Experimental Evaluation of Related Papers Finding Techniques
Keywords:
Paper Recommendation, Bibliometric Technique, Semantic Similarity, Jensen-Shannon Divergence, Citation-Based TechniqueAbstract
Introduction/Importance of Study: Related-paper recommendation systems generally contain two categories: Content-Based (CB) approaches, which estimate relatedness using semantic similarity between research paper texts, and metadata-based approaches, which infer relatedness from bibliographic information such as citations, references, authorship, and publication venue. Although CB methods, such as Jensen–Shannon Divergence (JSD), computed over TF–IDF representations provide accurate relatedness scores, they are computationally expensive because they require processing of the full text of each paper. Metadata-based methods offer a more efficient substitute, but their relative effectiveness to strong CB measures remains unclear. This study investigates which bibliometric technique correlates most strongly with JSD-based semantic relatedness to identify a low-cost substitute for computationally expensive CB methods.

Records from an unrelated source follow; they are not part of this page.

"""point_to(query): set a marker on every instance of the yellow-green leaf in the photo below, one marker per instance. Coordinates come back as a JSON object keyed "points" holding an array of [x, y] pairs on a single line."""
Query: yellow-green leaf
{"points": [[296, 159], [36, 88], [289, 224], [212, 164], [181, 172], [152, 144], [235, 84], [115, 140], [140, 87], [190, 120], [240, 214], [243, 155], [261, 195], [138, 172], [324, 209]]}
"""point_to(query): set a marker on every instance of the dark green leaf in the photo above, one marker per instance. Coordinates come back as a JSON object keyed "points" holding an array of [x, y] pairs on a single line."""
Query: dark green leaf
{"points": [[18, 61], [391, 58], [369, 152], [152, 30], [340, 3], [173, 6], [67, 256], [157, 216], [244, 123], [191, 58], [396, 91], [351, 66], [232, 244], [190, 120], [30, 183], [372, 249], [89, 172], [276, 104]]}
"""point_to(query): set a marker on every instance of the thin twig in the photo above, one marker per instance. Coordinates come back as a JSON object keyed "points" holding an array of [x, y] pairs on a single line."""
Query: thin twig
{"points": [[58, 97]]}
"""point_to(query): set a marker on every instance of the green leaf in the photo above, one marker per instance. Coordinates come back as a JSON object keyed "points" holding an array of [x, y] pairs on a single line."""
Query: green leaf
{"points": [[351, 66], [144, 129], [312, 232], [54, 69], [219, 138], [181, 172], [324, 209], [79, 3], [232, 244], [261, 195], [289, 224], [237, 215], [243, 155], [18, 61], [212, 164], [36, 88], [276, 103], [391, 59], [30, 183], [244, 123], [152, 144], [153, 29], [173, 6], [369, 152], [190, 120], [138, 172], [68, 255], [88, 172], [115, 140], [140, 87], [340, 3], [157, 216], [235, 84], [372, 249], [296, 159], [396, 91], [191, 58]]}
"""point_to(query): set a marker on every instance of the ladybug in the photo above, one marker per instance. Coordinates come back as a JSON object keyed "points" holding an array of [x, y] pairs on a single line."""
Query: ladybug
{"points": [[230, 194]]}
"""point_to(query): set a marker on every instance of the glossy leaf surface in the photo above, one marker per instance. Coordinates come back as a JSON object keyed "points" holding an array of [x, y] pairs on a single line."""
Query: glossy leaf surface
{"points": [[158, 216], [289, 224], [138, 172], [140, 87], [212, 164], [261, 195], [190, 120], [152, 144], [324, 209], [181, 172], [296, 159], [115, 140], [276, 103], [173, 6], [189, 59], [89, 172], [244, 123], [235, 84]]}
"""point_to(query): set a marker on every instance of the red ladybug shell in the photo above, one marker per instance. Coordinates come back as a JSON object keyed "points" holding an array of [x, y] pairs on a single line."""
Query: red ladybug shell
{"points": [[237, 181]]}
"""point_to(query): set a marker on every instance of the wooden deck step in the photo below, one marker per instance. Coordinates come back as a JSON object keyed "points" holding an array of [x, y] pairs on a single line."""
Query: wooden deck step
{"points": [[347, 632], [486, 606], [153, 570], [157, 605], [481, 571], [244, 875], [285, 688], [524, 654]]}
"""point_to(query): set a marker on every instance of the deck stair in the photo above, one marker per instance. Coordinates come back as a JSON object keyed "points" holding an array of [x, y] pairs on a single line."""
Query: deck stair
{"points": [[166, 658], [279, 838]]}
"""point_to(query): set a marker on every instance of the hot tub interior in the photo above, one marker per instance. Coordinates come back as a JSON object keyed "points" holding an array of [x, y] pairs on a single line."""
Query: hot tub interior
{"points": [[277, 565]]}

Novelty Statement: Since no existing dataset contained the required combination of full text, citations, references, and “related papers” lists, we constructed a new dataset of 1,225 papers, selected to statistically represent the population for a target keyword at 95% confidence with ±2.8% margin of error. No prior research has analyzed bibliometric methods using a unified dataset.
Material and Method: JSD-based relatedness scores were computed using full-text TF–IDF representations for all papers. We then calculated bibliographic relatedness using bibliographic coupling (BC), co-citation coupling (CC), and Katz similarity, and also extracted relatedness scores from Semantic Scholar (SS).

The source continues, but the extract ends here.